The RBA and BOE both held monetary policy levels unchanged this week. Despite both countries battling fresh outbreaks of the virus, leading to the use of local lockdown measures, the respective central banks delivered similar messages broadly summarising that the downturn had not been as bad as expected though there is a great deal of uncertainty in the outlook and further easing will be used as necessary.

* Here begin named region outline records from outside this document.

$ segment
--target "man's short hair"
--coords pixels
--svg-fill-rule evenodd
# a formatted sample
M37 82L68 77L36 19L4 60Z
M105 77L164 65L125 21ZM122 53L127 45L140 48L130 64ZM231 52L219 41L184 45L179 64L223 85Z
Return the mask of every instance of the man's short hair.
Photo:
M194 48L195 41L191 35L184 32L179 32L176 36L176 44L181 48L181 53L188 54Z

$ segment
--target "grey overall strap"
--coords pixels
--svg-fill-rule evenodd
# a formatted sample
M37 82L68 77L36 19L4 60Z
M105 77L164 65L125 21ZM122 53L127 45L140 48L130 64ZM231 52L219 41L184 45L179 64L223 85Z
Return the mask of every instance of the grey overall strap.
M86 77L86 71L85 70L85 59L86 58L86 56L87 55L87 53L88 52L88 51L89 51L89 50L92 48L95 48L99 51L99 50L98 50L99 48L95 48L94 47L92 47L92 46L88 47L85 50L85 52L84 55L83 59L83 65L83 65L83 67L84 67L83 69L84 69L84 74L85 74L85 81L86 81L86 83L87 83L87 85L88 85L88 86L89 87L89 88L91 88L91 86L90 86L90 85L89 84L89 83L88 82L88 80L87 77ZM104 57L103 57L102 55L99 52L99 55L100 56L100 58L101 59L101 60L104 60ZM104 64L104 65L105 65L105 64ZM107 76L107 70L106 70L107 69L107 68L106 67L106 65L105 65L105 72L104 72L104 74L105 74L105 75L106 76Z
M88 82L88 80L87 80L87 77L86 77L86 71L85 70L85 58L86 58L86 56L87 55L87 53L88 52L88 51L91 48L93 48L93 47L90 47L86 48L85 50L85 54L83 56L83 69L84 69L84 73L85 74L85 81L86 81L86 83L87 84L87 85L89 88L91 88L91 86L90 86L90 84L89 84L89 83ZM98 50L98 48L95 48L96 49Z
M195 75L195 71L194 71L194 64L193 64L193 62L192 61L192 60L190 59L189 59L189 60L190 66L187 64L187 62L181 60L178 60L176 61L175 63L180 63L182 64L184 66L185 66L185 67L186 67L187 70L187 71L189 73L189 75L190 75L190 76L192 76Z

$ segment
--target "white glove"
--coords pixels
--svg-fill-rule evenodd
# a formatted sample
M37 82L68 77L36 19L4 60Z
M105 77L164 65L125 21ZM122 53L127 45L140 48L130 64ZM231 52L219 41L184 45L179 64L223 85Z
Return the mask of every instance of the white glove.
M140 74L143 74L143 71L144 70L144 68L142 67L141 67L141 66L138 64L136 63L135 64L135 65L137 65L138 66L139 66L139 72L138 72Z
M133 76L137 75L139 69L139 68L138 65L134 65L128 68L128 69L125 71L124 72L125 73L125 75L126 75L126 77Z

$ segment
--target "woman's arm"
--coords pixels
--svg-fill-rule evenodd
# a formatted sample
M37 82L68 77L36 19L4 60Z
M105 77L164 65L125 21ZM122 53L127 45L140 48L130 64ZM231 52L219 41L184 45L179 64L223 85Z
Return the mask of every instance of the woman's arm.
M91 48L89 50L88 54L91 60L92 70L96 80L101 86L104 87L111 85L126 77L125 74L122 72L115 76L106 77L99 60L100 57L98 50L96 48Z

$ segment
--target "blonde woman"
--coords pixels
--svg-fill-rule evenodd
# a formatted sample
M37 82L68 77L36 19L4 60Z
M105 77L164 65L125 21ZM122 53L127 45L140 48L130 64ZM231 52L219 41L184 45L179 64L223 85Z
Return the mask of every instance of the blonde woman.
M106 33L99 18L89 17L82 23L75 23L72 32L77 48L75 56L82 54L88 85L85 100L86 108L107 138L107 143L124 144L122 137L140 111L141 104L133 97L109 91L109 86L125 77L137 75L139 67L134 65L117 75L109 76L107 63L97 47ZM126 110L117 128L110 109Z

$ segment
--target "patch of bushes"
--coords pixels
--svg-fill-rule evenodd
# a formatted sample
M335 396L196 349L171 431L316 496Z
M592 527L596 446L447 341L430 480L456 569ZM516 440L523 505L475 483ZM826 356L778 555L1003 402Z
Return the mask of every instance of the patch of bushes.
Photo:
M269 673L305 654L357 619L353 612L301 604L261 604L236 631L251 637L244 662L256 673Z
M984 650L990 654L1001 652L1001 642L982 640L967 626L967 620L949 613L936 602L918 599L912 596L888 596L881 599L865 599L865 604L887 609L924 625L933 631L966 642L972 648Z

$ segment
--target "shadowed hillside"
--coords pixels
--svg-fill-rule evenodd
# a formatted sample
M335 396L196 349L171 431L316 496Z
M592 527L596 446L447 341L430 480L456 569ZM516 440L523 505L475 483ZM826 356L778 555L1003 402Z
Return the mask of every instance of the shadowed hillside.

EIA Reports Further Inventories Decline

Oil markets received more bullish impetus this week with the EIA reporting another large inventories decline of over 7 million barrels. This comes on the back of a 10 million+ barrel decline last week. Together, the recent string of declines is helping bolster the view that US oil demand is starting to pickup again. However, with OPEC beginning to ease out of production restrictions this month, the upside impact has been diluted.

Key Events Next Week

RBNZ August Meeting

The RBNZ meeting next week should likely be a muted event. Given the success New Zealand has had in combating the virus and the recent positive surprise in unemployment data (back to 4%), the RBNZ is not expected to adjust rates. However, in line with what we have heard from other central banks, the bank will likely reassure markets that it stands ready to act further if necessary.

GBP GDP

UK Q2 GDP is due next week and the market is gearing itself for a negative reading, confirming a technical recession in the UK. Following the -2% reading in Q1, the downturn over Q2 is likely to be far worse though GBP might derive some support if the decline is not as bad as projected.

US CPI & Retail Sales

Key US data sets will also be closely watched next week for a further glimpse into the health of the US economy as the recovery continues. Retails sales have been improving firmly recently while inflation remains weak. If Inflation is seen moving lower over last month this is likely to limit any bounce in response to a positive retail sales number.

Keep An Eye On

Second Wave Headlines

As more and more countries report an uptick in infections, the risk of further lockdowns and travel restrictions is growing. For now, most countries are using local lockdowns. While this reduces the economic damage incurred, if these local lockdowns start to build in size, the drag on economies will be just as damaging and risk assets will likely weaken.

Disclaimer: The material provided is for information purposes only and should not be considered as investment advice. The views, information, or opinions expressed in the text belong solely to the author, and not to the author’s employer, organization, committee or other group or individual or company.